Se alimentan de nuestra documanidad («producción infinita de documentos» por parte de todo el mundo; todos nos hemos convertido en medios de comunicación, dejamos rastros digitales de toda nuestra actividad). En un panorama mediático de tintes apocalípticos y distópicos, destaca la visión inusualmente optimista de Ferraris, que en su último libro propone la capitalización de nuestros datos a través de plataformas humanistas, para ejecutar una redistribución justa. Como la Web es un gran logro de la humanidad, un gran banco de datos y conocimiento que no nos valora «por nuestros méritos sino por nuestras necesidades», Ferraris ha llevado a cabo el experimento Webfare (bienestar en la web), que sería la evolución del Welfare (bienestar). Con la complicidad de un banco del nordeste de Italia, la investigación ha permitido calcular el capital en redes sociales de un millón y medio de personas. ¿Será el inicio de una utopía?
VI
Mientras algunas de las figuras intelectuales más relevantes de nuestra época conversaban en el hall o en el teatro del CCCB, en el gran muro de la zona de exposiciones se podía ver el cómic mural Sincronías, del artista Roberto Massó. La obra imagina, en clave de ficción especulativa, la comunicación entre los humanos y los algoritmos a través de la computación clásica actual y de la cuántica del porvenir. Si en las primeras viñetas vemos ceros y unos, un módem o ADSL, el relato gráfico avanza hacia la curvatura del espacio-tiempo o los cúbits. Se simula así el viaje de la información desde el presente hacia el futuro. Y viceversa.

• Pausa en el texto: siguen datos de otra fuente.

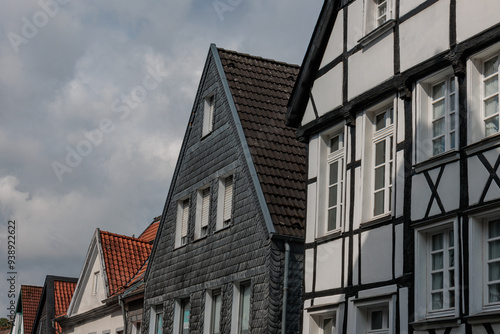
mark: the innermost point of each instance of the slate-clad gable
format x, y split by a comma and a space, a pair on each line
246, 142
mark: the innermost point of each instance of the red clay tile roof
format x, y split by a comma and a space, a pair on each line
123, 257
30, 298
260, 89
149, 234
63, 292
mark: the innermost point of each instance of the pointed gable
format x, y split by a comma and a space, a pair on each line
123, 257
260, 89
30, 299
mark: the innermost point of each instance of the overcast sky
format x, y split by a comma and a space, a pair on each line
94, 100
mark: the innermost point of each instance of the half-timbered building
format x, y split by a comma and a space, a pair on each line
398, 102
228, 256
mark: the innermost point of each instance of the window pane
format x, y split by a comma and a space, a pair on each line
438, 241
491, 86
491, 67
491, 126
438, 109
494, 293
332, 219
491, 106
334, 173
380, 153
438, 90
437, 301
379, 177
437, 261
494, 229
377, 320
378, 203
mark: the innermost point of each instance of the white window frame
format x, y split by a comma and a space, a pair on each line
373, 14
156, 313
326, 159
208, 114
372, 138
237, 309
362, 309
202, 219
182, 222
210, 311
225, 202
475, 87
423, 271
424, 116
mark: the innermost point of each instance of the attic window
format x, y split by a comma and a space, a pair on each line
208, 115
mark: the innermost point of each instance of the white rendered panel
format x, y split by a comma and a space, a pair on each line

Se trata de crear una narrativa del diálogo, de la cooperación entre hombres y máquinas, después de demasiadas novelas, películas y series distópicas. Su moraleja, si la tuviera, sería que antes de que esa conversación sea realmente posible, es necesario que perfeccionemos el diálogo entre nosotros. Entre ingenieros, empresarios, legisladores, filósofos, humanistas. Durante varias semanas, en el escenario del CCCB nos hemos reunido personas que proveníamos de China, Berlín, Londres, Estados Unidos, Italia y diversas partes de España para dialogar, junto a cientos de asistentes en el público de procedencias también múltiples, sobre tecnodiversidad, jaqueo, regulación y utopía, entre otros muchos temas. Esta conversación es urgente, imprescindible. No debemos dejar de ampliarla. Porque las últimas revoluciones fueron televisadas, y las nuevas corren el peligro de ser automatizadas. ¿Lo vamos a permitir?